I'm hoping that the coming SUSE 9.2 will fix whatever is causing things to be slow. I have 2 machines with SUSE 9.0 at work (900MHz Celeron/512MB RAM/20GB HD) and they run fine so maybe it's just the 9.1 version.
Distribution: Suse 9.1 64 bit, Win XP Home, and Win XP Pro 64 on emachines m6809 laptop
Posts: 7
Rep:
Hey terryl, i've also installed suse 9.1 pro 64 bit on my emachines m6809 laptop. wondering what laptop you're using for your 64 bit suse? anyway, it was all working fine until i updated suse using YOU. Now, whenever I try to boot into linux it gets to the message: Reiser fs: hda3: checking transaction log(hda3) and is stuck at that for ages (i waited 30 min once, and it was still stuck). Any ideas what the problem may be? Should i leave it for an entire night to check if it goes past that? Its not stuck at that point - ie no freeze or anything, but it doesnt go past it. btw, hda3 is where my linux is installed.
Zulu, I have an Acer Aspire 1502 (I think the model has been replaced by a new model).

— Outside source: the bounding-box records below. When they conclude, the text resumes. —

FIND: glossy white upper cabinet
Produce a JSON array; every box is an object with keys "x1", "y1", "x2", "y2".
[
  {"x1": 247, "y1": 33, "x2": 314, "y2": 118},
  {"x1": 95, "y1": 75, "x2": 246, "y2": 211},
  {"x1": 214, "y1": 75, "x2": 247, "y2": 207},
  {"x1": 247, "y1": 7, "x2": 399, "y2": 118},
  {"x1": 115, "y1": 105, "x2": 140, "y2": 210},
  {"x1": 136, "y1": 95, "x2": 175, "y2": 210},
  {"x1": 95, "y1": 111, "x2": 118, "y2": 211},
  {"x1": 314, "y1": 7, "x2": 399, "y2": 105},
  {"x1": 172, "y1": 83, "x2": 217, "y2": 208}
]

As for your problem, personally I think I would let it run overnight, just in case but I'd ask around on here and anywhere else (did you buy the SUSE package? are you entitled to some support?). I'd also be getting used to the idea that I may have to re-install.
Distribution: Tweaked WIndows XP Pro SP2, Suse 10.1 - Dual Boot
Posts: 2
Rep:
I had SuSe 9.1 personal on my HD every thing was working fine then switched to Fedora 2 cuase my friend was like "h it has so much more ect ect" and I dident like it cuase it would die when it tried updating so I reinstalled SuSe 9.1 personal and it LAGS bad. It use to boot 3x faster then windows but now it takes about 5-6 mins to boot....i think I need to LowLevel Format the HD cuase after installing Fedora2 the Drive has been acting funny.

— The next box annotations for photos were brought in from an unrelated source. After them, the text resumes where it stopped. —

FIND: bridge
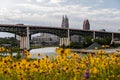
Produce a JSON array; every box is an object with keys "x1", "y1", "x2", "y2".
[{"x1": 0, "y1": 24, "x2": 120, "y2": 49}]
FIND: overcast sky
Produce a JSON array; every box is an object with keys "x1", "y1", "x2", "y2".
[{"x1": 0, "y1": 0, "x2": 120, "y2": 37}]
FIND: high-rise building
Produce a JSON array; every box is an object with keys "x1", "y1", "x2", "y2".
[
  {"x1": 61, "y1": 15, "x2": 69, "y2": 28},
  {"x1": 83, "y1": 19, "x2": 90, "y2": 30}
]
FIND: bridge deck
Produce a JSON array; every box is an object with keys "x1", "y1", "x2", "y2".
[{"x1": 71, "y1": 48, "x2": 120, "y2": 53}]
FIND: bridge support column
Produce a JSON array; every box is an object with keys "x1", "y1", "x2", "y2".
[
  {"x1": 93, "y1": 31, "x2": 96, "y2": 39},
  {"x1": 60, "y1": 38, "x2": 69, "y2": 46},
  {"x1": 20, "y1": 27, "x2": 30, "y2": 49}
]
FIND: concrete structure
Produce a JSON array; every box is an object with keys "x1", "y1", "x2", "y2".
[
  {"x1": 83, "y1": 19, "x2": 90, "y2": 30},
  {"x1": 60, "y1": 15, "x2": 70, "y2": 46},
  {"x1": 0, "y1": 16, "x2": 120, "y2": 49},
  {"x1": 70, "y1": 35, "x2": 83, "y2": 43}
]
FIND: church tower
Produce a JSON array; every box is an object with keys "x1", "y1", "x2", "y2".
[
  {"x1": 61, "y1": 15, "x2": 69, "y2": 28},
  {"x1": 83, "y1": 19, "x2": 90, "y2": 30}
]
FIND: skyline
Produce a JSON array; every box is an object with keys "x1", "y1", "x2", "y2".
[{"x1": 0, "y1": 0, "x2": 120, "y2": 37}]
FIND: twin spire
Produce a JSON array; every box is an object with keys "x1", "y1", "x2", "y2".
[{"x1": 61, "y1": 15, "x2": 69, "y2": 28}]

Been having the same problems with SUSE 9.1 which i paid for.
Just tried the sudo swapoff -a
and its given me instant results. Do I have to do this each time I run SUSE?
Originally posted by icedfusion Been having the same problems with SUSE 9.1 which i paid for.
Just tried the sudo swapoff -a
and its given me instant results. Do I have to do this each time I run SUSE?
Thanks
ice.
If you look in /etc/fstab, you'll probably see a swap entry (I can't show you what it looks like because I deleted that line in my file. )
Anyway, if you take that line out, you won't use swap when you reboot.